The second reason involved a lawsuit by the state school-boards group, which seeks to force the state to immediately pay all of its obligations to districts. Mr. Casey, faced with a $470-billion budget shortfall, had earlier announced plans to make only two-thirds of the scheduled payments on time.
In response to the suit, state officials said they needed time to set aside $50 million from the payments for a fund to help districts in financial distress.
By the time those events had transpired, the banks’ payment mechanisms were already in place. The solution was to electronically issue districts the credit and debit notices almost simultaneously. No money was actually transferred to the accounts.
Districts received partial payments totaling $350 million the following Friday.
But the delay, coming after months of fiscal skirmishes with the Governor’s office, left some school officials bitter.
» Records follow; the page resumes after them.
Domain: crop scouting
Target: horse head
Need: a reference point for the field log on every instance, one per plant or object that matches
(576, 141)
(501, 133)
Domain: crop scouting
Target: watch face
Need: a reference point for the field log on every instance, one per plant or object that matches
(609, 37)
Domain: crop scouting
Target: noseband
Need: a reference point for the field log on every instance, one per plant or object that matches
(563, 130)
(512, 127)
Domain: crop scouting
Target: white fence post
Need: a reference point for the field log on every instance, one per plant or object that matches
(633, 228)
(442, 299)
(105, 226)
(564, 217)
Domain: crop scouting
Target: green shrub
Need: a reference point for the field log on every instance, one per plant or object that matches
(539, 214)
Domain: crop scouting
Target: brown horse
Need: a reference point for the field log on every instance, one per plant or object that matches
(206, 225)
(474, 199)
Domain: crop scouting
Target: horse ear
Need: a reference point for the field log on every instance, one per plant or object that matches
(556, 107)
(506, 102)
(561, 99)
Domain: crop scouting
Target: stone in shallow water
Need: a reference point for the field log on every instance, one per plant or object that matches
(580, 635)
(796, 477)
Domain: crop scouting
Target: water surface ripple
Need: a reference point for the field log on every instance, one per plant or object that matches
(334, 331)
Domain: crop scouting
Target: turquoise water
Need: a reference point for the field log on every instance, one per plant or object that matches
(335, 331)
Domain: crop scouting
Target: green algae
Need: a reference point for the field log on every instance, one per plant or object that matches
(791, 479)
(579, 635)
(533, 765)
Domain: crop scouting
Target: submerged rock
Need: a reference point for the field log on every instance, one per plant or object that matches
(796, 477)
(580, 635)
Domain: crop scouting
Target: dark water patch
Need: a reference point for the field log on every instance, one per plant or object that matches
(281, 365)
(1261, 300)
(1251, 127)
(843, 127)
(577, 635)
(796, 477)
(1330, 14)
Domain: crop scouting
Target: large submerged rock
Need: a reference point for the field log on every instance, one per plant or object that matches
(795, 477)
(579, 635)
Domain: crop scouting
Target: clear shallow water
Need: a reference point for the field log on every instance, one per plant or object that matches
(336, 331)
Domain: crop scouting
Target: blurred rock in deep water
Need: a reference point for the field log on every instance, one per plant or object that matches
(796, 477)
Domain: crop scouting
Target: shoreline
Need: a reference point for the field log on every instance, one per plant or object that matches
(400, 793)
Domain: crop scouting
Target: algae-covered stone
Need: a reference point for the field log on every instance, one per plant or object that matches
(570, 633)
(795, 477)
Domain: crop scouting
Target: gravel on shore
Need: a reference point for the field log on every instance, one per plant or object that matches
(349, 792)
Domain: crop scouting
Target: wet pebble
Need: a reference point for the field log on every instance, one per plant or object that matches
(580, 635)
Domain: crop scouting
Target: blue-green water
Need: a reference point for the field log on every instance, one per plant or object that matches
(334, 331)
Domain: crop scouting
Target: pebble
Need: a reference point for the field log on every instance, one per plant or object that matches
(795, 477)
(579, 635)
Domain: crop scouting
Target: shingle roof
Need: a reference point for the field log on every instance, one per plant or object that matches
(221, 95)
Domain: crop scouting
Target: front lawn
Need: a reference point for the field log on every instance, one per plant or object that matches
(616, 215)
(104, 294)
“Needless to say,” a school-board official said, “there’re a lot of hard feelings.”
Rock stars, who over the years have raised millions for the victims of hunger and natural disaster, may soon be coming to the aid of California’s fiscally pressed school system.
The rock impressario Bill Graham wants to organize musicians on behalf of his state’s cash-short schools.
Mr. Graham this month called a meeting of educators and prominent rock-and-rollers to discuss strategy.
“No disrespect to the Kurds’ problem and the Bangladesh problem,” Mr. Graham said, “but the difference between jungle life and civilized life is education.”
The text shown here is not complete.